Semantic Layer - Database-Driven Architecture
🎯 Overview
DataTruth’s semantic layer is fully database-driven - all metrics, dimensions, and business logic are stored in PostgreSQL and managed through the web UI.
🗄️ Database Tables
1. calculated_metrics
Custom metrics created by users via the UI:
- What: Business metrics like “Profit”, “Revenue”, “Profit Margin”

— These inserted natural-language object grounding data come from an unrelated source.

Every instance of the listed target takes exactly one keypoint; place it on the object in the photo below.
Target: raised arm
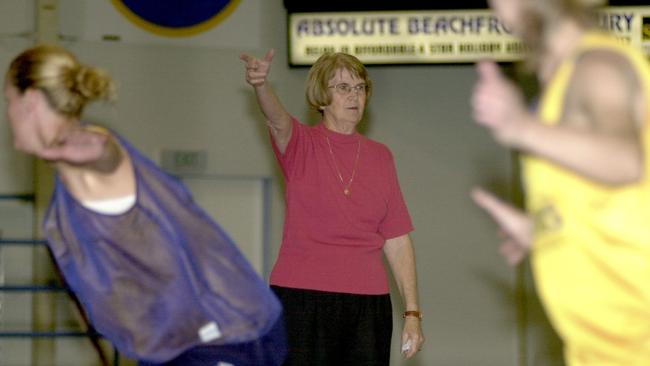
(278, 119)
(597, 136)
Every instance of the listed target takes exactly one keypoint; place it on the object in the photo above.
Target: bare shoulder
(602, 70)
(607, 91)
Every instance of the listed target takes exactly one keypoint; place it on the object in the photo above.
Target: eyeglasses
(345, 88)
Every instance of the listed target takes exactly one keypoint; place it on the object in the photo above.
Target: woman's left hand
(412, 336)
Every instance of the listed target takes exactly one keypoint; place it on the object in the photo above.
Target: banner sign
(431, 37)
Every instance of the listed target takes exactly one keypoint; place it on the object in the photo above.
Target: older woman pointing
(344, 210)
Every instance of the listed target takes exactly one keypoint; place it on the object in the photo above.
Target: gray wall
(196, 98)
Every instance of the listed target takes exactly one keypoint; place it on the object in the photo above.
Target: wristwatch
(415, 313)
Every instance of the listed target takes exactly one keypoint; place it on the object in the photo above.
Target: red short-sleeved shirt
(333, 242)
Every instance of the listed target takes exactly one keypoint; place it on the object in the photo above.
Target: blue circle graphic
(176, 13)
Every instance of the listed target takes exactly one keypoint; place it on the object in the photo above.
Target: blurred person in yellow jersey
(585, 164)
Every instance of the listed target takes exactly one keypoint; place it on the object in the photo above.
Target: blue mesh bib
(162, 277)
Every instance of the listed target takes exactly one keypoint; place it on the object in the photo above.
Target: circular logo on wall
(176, 18)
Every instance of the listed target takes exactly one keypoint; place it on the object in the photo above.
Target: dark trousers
(327, 328)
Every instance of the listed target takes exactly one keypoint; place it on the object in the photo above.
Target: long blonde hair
(67, 84)
(539, 15)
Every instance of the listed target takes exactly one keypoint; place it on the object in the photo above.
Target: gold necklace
(346, 187)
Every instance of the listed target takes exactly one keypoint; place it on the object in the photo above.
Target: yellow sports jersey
(591, 253)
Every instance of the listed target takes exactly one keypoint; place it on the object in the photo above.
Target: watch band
(415, 313)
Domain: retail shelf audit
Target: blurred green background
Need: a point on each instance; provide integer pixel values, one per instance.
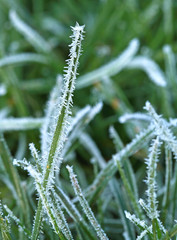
(110, 25)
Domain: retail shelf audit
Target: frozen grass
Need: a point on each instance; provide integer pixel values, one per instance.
(121, 181)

- Contains: Metric name, formula, aggregation type, synonyms, filters
- Example:
profit = SUM(amount - cost)where status = ‘completed’
2. field_mappings
AI-generated friendly names for database fields:
- What: Maps technical column names to business terms
- Contains: Display name, description, synonyms, data type, format
- Example:
txn_amt→ “Transaction Amount” (currency format)
3. semantic_layer_cache
Cached semantic configurations per connection:
- What: Performance cache for frequently used configurations
- Contains: Entities, relationships, metrics per connection
- Purpose: Fast query planning and SQL generation
🎨 User Interface
Users manage the semantic layer through the SemanticLayer UI component:
- Navigate: HomePage → Semantic Layer tab
- Create Metrics: Define custom calculated metrics
- Set Formulas: SQL formulas with aggregations
- Add Synonyms: Alternative names for better search
- Apply Filters: Default filters for metrics
- Format Output: Currency, percentage, number formats
✅ Benefits of Database-Driven Approach
1. Dynamic & Real-time
- Changes take effect immediately
- No server restart required
- No deployment needed
2. Multi-tenant Ready
- Different metrics per connection
- Per-user/per-team customization
- Isolated configurations
3. No Code Required
- Everything via web UI
- No YAML editing
- No file management
4. Version Controlled via Database
- Audit trail of all changes
- Who created/modified what
- Rollback capabilities via backups
5. Scalable
- Handles thousands of metrics
- Efficient database queries
- Cached for performance
🚫 What Was Removed
Previously, DataTruth used YAML files (config/semantic-layer/*.yaml) for:
- Default metrics (revenue, profit)
- Default dimensions (agent, client, company)
- Join definitions
- Synonyms
These are now removed - Everything is user-created in the database!
📊 How It Works
User creates metric in UI
↓
Saved to PostgreSQL (calculated_metrics table)
↓
API reads from database
↓
SQL Generator uses metric formula
↓
Query executed with custom metrics
🔧 For Developers
Load Metrics from Database:
from src.database.connection import get_internal_db_connection
# Get custom metrics for a connection
with get_internal_db_connection() as conn:
metrics = conn.execute(
"SELECT * FROM calculated_metrics WHERE connection_id = %s",
(connection_id,)
).fetchall()
Semantic Layer Loader:
from src.semantic.loader import get_semantic_layer
# Returns empty structure (legacy compatibility)
semantic_layer = get_semantic_layer()
# All real data comes from database tables
🎓 Best Practices
- Create Meaningful Names: Use business terms, not technical jargon
- Add Synonyms: Include common variations (revenue = sales = income)
- Document Formulas: Add clear descriptions
- Use Filters Wisely: Default filters should be common use cases
- Format Consistently: Use currency/percentage formats appropriately
For SaaS users: Simply use the Semantic Layer UI - no technical knowledge required!